De vraag van de geachte afgevaardigde de heer Koekoek of internationale afspraken zijn gemaakt kan ik eveneens ontkennend beantwoorden. Evenmin is de straf onderbroken. De drie oorlogsmisdadigers zitten nog op de plaats waar ze al geruime tijd zitten.

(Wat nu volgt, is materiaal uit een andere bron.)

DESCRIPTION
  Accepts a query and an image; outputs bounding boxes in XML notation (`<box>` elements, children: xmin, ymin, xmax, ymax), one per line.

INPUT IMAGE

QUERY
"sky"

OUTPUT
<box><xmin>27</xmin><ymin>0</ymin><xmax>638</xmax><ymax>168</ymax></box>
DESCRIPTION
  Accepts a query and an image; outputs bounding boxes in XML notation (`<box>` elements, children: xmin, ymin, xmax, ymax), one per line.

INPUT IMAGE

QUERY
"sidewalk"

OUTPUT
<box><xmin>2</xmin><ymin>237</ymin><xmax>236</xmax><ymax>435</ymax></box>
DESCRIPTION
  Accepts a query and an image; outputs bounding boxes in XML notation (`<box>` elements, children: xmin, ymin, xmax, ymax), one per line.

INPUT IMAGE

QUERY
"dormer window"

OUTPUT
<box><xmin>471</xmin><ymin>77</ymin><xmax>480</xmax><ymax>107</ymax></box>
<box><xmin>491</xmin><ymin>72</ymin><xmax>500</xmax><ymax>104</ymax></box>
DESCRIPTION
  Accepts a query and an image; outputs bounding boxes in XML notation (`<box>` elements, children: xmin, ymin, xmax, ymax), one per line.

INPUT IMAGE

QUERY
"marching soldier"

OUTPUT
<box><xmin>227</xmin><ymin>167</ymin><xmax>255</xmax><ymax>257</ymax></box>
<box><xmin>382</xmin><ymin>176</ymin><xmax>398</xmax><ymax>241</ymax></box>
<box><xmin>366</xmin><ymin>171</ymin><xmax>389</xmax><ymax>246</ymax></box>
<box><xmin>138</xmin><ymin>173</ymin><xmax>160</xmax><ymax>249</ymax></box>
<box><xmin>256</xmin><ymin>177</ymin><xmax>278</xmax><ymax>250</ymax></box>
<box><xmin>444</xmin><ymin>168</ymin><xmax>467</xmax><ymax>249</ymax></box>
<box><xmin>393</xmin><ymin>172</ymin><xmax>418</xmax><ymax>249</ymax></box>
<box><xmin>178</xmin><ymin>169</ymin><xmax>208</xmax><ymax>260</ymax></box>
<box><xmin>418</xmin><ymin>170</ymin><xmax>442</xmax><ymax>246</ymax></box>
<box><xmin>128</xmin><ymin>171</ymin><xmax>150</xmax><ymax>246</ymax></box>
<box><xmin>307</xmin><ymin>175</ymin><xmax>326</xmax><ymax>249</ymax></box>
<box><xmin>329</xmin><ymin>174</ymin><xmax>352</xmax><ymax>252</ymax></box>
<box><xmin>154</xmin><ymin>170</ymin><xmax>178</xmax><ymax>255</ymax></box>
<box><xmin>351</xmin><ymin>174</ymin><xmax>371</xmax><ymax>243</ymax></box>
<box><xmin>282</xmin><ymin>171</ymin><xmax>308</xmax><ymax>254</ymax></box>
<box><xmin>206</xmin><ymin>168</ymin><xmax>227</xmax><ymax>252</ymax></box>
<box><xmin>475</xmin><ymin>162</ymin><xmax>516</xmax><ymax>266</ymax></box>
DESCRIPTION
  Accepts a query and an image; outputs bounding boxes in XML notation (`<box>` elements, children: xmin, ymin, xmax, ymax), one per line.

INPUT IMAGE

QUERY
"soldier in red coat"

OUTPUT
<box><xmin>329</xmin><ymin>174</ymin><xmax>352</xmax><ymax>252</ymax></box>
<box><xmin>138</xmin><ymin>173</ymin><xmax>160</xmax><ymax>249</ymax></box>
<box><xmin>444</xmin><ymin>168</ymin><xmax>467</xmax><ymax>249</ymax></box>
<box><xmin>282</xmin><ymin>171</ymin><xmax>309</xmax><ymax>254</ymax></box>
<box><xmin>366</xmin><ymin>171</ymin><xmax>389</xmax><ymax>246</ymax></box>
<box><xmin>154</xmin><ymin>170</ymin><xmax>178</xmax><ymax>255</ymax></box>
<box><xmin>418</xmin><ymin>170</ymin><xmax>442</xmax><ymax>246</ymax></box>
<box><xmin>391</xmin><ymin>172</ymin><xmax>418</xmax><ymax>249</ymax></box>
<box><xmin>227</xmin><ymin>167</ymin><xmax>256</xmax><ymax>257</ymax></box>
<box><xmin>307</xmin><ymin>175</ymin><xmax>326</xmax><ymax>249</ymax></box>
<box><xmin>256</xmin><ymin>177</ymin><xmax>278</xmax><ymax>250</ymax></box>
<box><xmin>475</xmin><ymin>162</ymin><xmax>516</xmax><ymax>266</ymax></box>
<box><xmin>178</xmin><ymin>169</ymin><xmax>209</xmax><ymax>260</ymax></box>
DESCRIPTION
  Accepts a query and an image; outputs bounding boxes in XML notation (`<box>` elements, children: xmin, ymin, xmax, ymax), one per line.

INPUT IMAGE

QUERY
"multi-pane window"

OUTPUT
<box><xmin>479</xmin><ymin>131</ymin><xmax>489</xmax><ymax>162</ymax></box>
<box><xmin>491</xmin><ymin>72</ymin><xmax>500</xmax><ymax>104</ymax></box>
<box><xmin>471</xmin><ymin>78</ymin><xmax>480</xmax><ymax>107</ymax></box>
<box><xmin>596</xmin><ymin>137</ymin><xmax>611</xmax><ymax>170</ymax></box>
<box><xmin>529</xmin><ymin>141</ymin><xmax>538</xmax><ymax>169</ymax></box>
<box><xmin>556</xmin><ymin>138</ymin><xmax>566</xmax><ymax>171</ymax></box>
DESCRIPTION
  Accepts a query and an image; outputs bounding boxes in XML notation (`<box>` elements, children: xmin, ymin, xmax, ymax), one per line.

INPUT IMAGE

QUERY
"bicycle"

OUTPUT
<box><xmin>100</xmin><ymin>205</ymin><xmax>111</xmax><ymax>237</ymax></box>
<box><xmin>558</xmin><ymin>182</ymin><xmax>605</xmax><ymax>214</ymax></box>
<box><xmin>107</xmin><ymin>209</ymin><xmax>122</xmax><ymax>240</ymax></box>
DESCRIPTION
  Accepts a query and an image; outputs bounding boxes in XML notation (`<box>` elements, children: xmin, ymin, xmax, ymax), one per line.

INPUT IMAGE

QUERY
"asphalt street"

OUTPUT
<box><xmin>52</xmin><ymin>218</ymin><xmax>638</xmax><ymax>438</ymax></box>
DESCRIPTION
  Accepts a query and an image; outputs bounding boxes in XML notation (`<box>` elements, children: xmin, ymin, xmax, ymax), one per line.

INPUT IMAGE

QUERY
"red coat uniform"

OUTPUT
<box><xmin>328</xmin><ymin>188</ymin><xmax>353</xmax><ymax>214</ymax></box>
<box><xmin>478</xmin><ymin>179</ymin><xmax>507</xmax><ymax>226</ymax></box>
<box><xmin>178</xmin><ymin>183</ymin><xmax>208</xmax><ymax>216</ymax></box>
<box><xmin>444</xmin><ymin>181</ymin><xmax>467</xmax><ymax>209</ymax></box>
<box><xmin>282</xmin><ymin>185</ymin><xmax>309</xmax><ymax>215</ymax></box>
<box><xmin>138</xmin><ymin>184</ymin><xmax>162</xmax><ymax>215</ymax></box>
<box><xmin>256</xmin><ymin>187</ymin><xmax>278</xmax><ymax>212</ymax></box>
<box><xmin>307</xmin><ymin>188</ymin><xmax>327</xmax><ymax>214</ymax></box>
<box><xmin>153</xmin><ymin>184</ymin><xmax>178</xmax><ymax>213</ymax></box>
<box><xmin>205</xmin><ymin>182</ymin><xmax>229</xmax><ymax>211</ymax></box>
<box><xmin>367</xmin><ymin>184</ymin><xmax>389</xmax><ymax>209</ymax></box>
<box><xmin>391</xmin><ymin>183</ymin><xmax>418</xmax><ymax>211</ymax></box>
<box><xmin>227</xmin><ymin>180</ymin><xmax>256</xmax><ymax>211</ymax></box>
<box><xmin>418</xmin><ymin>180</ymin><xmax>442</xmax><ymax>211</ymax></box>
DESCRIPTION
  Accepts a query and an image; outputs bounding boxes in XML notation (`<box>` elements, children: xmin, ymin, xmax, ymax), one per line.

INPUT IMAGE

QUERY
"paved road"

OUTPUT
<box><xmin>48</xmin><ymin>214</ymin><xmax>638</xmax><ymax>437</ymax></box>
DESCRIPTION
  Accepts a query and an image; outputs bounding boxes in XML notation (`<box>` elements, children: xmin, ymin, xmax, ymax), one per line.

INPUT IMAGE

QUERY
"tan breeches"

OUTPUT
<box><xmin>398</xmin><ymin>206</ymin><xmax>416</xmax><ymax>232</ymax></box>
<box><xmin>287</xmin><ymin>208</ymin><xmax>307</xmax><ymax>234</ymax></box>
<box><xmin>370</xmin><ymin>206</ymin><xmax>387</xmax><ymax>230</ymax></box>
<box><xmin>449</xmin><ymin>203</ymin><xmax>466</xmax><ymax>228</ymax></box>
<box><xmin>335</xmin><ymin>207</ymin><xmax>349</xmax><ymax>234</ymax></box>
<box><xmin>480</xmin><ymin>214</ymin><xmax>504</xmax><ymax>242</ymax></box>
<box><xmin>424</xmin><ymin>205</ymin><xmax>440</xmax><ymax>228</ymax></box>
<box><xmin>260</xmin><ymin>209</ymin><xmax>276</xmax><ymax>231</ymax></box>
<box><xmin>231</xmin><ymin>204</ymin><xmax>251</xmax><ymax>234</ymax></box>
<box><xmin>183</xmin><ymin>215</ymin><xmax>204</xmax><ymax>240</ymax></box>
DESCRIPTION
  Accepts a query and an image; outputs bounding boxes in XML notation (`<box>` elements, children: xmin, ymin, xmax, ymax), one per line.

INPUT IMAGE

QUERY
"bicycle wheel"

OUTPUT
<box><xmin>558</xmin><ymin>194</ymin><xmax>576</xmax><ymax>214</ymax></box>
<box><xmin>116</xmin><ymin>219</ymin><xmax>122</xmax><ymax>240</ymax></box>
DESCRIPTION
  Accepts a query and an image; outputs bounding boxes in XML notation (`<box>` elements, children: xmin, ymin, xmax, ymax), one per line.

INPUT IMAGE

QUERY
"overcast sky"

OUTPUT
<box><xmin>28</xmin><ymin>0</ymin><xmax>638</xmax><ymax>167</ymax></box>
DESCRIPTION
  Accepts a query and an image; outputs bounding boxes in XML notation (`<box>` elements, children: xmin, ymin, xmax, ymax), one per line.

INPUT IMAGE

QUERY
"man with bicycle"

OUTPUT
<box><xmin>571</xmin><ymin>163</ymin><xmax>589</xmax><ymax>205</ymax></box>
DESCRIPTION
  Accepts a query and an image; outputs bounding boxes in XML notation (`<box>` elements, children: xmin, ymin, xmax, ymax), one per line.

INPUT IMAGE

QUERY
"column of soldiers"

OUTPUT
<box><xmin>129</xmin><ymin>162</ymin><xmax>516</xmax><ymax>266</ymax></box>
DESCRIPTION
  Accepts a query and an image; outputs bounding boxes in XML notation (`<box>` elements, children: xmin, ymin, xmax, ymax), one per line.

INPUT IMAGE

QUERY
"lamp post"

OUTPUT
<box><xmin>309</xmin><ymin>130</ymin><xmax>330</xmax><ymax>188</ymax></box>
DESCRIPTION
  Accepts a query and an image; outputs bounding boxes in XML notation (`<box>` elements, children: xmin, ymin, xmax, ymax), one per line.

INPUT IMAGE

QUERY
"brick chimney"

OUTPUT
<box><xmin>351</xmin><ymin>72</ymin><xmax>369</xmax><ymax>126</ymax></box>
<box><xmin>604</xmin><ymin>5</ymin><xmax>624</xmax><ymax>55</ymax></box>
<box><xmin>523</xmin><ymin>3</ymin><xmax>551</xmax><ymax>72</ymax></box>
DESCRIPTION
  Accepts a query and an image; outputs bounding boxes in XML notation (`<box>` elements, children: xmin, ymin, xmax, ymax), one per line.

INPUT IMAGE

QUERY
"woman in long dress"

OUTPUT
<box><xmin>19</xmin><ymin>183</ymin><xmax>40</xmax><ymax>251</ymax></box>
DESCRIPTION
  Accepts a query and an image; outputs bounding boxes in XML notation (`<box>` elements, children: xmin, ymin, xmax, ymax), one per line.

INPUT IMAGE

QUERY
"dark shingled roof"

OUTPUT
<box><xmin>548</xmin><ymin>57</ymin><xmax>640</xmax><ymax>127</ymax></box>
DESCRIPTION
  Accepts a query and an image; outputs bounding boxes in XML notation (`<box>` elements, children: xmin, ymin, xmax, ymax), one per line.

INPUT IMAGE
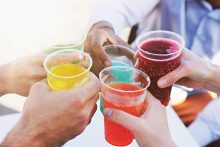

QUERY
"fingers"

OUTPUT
<box><xmin>91</xmin><ymin>32</ymin><xmax>111</xmax><ymax>66</ymax></box>
<box><xmin>34</xmin><ymin>67</ymin><xmax>47</xmax><ymax>80</ymax></box>
<box><xmin>157</xmin><ymin>65</ymin><xmax>188</xmax><ymax>88</ymax></box>
<box><xmin>88</xmin><ymin>104</ymin><xmax>97</xmax><ymax>124</ymax></box>
<box><xmin>34</xmin><ymin>54</ymin><xmax>46</xmax><ymax>66</ymax></box>
<box><xmin>141</xmin><ymin>91</ymin><xmax>165</xmax><ymax>119</ymax></box>
<box><xmin>103</xmin><ymin>108</ymin><xmax>140</xmax><ymax>132</ymax></box>
<box><xmin>30</xmin><ymin>79</ymin><xmax>51</xmax><ymax>94</ymax></box>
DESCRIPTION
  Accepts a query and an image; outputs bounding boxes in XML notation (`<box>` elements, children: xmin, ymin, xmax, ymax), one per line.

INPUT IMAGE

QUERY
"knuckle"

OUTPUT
<box><xmin>91</xmin><ymin>40</ymin><xmax>100</xmax><ymax>50</ymax></box>
<box><xmin>111</xmin><ymin>110</ymin><xmax>121</xmax><ymax>119</ymax></box>
<box><xmin>31</xmin><ymin>82</ymin><xmax>42</xmax><ymax>91</ymax></box>
<box><xmin>80</xmin><ymin>110</ymin><xmax>89</xmax><ymax>125</ymax></box>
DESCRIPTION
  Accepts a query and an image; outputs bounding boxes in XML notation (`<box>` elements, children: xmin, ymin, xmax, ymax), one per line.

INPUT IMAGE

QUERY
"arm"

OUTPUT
<box><xmin>2</xmin><ymin>74</ymin><xmax>101</xmax><ymax>147</ymax></box>
<box><xmin>158</xmin><ymin>49</ymin><xmax>220</xmax><ymax>94</ymax></box>
<box><xmin>88</xmin><ymin>0</ymin><xmax>159</xmax><ymax>34</ymax></box>
<box><xmin>0</xmin><ymin>54</ymin><xmax>46</xmax><ymax>96</ymax></box>
<box><xmin>0</xmin><ymin>64</ymin><xmax>7</xmax><ymax>96</ymax></box>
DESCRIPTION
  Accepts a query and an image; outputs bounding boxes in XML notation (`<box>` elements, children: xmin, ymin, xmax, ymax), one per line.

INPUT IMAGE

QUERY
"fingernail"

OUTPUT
<box><xmin>158</xmin><ymin>79</ymin><xmax>167</xmax><ymax>87</ymax></box>
<box><xmin>103</xmin><ymin>108</ymin><xmax>113</xmax><ymax>117</ymax></box>
<box><xmin>105</xmin><ymin>61</ymin><xmax>111</xmax><ymax>66</ymax></box>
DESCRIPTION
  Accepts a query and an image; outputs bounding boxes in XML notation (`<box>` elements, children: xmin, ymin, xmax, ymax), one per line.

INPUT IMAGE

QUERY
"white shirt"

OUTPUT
<box><xmin>88</xmin><ymin>0</ymin><xmax>220</xmax><ymax>146</ymax></box>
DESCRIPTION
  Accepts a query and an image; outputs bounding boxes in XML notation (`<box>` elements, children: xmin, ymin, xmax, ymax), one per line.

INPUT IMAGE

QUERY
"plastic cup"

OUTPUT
<box><xmin>136</xmin><ymin>30</ymin><xmax>185</xmax><ymax>106</ymax></box>
<box><xmin>99</xmin><ymin>66</ymin><xmax>150</xmax><ymax>146</ymax></box>
<box><xmin>44</xmin><ymin>49</ymin><xmax>92</xmax><ymax>91</ymax></box>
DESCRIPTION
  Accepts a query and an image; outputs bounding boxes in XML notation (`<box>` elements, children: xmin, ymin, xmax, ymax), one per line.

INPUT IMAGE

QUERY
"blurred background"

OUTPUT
<box><xmin>0</xmin><ymin>0</ymin><xmax>129</xmax><ymax>114</ymax></box>
<box><xmin>0</xmin><ymin>0</ymin><xmax>103</xmax><ymax>114</ymax></box>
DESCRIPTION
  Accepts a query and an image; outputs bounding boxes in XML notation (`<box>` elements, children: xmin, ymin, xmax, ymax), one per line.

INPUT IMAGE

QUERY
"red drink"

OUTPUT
<box><xmin>137</xmin><ymin>38</ymin><xmax>182</xmax><ymax>106</ymax></box>
<box><xmin>102</xmin><ymin>83</ymin><xmax>146</xmax><ymax>146</ymax></box>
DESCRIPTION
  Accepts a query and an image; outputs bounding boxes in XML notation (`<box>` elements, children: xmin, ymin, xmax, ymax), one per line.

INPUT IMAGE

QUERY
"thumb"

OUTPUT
<box><xmin>103</xmin><ymin>108</ymin><xmax>139</xmax><ymax>132</ymax></box>
<box><xmin>157</xmin><ymin>65</ymin><xmax>187</xmax><ymax>88</ymax></box>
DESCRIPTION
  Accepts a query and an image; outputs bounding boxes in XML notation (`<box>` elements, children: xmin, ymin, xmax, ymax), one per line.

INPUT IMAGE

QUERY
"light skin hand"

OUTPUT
<box><xmin>0</xmin><ymin>54</ymin><xmax>46</xmax><ymax>96</ymax></box>
<box><xmin>158</xmin><ymin>49</ymin><xmax>220</xmax><ymax>92</ymax></box>
<box><xmin>2</xmin><ymin>74</ymin><xmax>101</xmax><ymax>147</ymax></box>
<box><xmin>84</xmin><ymin>21</ymin><xmax>129</xmax><ymax>75</ymax></box>
<box><xmin>103</xmin><ymin>92</ymin><xmax>174</xmax><ymax>147</ymax></box>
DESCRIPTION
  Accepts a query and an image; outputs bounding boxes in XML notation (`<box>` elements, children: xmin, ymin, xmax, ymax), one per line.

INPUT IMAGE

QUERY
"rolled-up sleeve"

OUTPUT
<box><xmin>87</xmin><ymin>0</ymin><xmax>159</xmax><ymax>34</ymax></box>
<box><xmin>188</xmin><ymin>98</ymin><xmax>220</xmax><ymax>146</ymax></box>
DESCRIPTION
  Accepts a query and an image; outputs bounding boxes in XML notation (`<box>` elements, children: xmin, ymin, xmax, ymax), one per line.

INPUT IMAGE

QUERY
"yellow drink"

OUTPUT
<box><xmin>47</xmin><ymin>63</ymin><xmax>89</xmax><ymax>91</ymax></box>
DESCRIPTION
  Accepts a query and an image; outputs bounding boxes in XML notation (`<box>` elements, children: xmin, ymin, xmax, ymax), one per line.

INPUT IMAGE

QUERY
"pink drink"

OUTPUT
<box><xmin>137</xmin><ymin>38</ymin><xmax>181</xmax><ymax>106</ymax></box>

Ik wil tot slot een opmerking maken over hetgeen de geachte afgevaardigde de heer Voogd in tweede termijn heeft gezegd over datgene wat zijns inziens de essentie en de achtergrond van zijn motie is. Die essentie is, dat de Regering bij haar beslissing het leed van de slachtoffers zwaarder moet laten wegen. Ik heb begrepen, dat ik in die zin de motie moet verstaan. In die zin is het voor mij zeer belangrijk geweest, dat ik als minister-president en straks als voorzitter van de ministerraad bij dit debat aanwezig heb mogen zijn.

Het element dat donderdag in zo sterke mate naar voren is gekomen en dat bij vele, zo niet alle fracties grote weerklank heeft gevonden, is ons vandaag op het hart gebonden. Wij hebben dat goed tot ons laten doordringen.